Owen toured Insitu, enjoyed lunch at Viento in downtown Bingen, and then arrived at the Pioneer Center to engage in a lengthy discussion about water issues -- and specifically, the water moratorium White Salmon has been dealing with since last December.
"The topic was decided on and Brad Owen was asked to come to visit," explained White Salmon Mayor Roger Holen. "The focus -- and the very tight focus -- of the 90-minute meeting at the Pioneer Center was the city of White Salmon's water system."
The water moratorium means there can be no new water hookups -- beyond those that had already been approved and paid for before the December moratorium went into effect. The restriction will remain until the city can secure new water rights.
The Washington Department of Health ordered the moratorium because the city has, for several years, been using more water than it has a legal right to under its existing water rights agreement.
The visit by Owen was engineered by Miland Walling, a member of the Klickitat County Economic Development Authority and a man with strong political connections.
"I thought the meeting went very well," Walling said.
Holen said he was hopeful after the visit by Owen.
"My statement to the lieutenant governor was that a lot of work needs to be done to get past the water rights bottlenecks, but I can't wait that long. The city is shut down and it can't wait," said Holen.

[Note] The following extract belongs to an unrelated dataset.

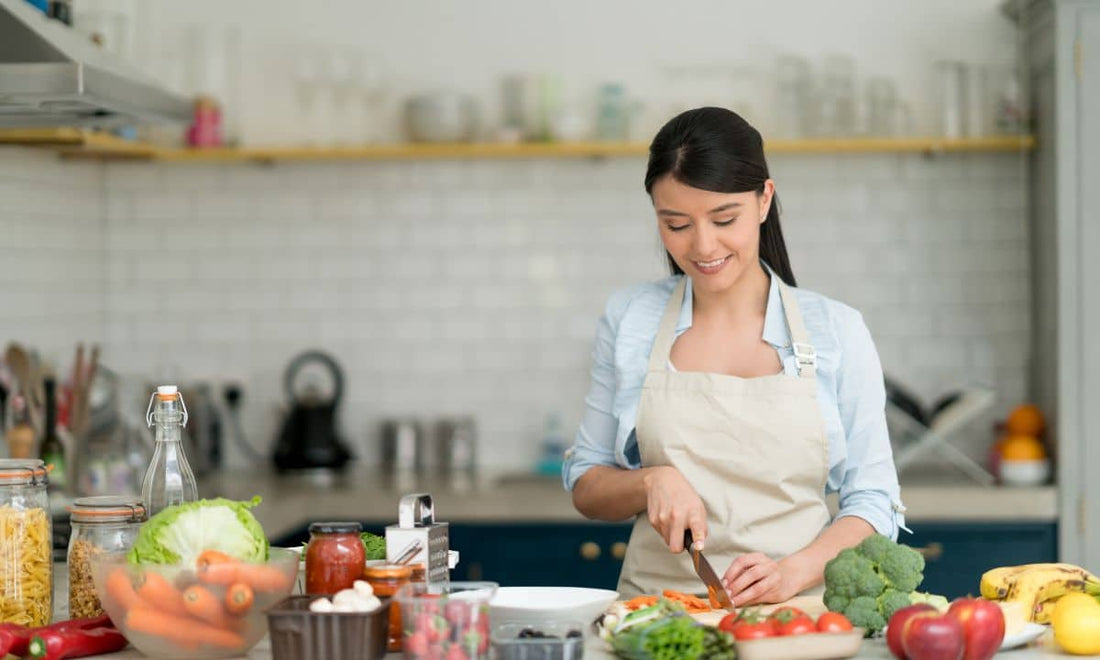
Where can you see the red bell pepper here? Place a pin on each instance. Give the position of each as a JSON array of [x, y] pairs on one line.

Owen said he would approach Gov. Christine Gregoire and ask her to lift the moratorium on water hookups in White Salmon by way of an executive order.
"The lieutenant governor said he would talk to her about it as soon as he got back to Olympia," Holen said. "We'll know if something materializes."
Walling said Owen will give the issue his attention in an effort to get the situation resolved for the city of White Salmon.
"The lieutenant governor will be contacting the director of the Department of Ecology and the Department of Health," Walling said. "He wants to get that moratorium lifted. That's why he's making the phone calls."
In addition to Owen, among those attending the Tuesday session at the Pioneer Center were Klickitat County Commissioner Don Struck, Washington State Sen. Jim Honeyford and State Reps. Bruce Chandler and Dan Newhouse, Bingen Mayor Brian Prigel, and representatives of the Washington Department of Ecology, the Klickitat County Conservancy Board, and the Klickitat Public Utility District.
"It was good to see that much power in one room to see if we can come to grips with the water issue," said White Salmon City Council member Brad Roberts, who serves as chair of the city's water committee. "It's a very complicated problem, but Owen knew the issue and was very responsive. He asked some tough questions and said he'd speak to the governor when he got back."
Roberts said he was impressed with Owen.
"He seems like a very forthright, get down to business guy. If he says he's going to do something, I tend to believe him," Roberts commented.
Holen pointed out that even if the governor lifts the moratorium, it does not mean that would be the end of the issue.
"We still need to get water rights, but we've had an application in for nine years, and we can't wait another nine," he said.
The city of White Salmon is currently engaged in efforts to purchase additional water rights as a way out of the dilemma.
"I can't get too specific due to ongoing negotiations," Holen said. "But there is a water trust being established in which we may be able to access part of the Goldendale Aluminum plant's water right, and it's a huge amount of water. What we need is a mere drippy faucet compared to what's available there."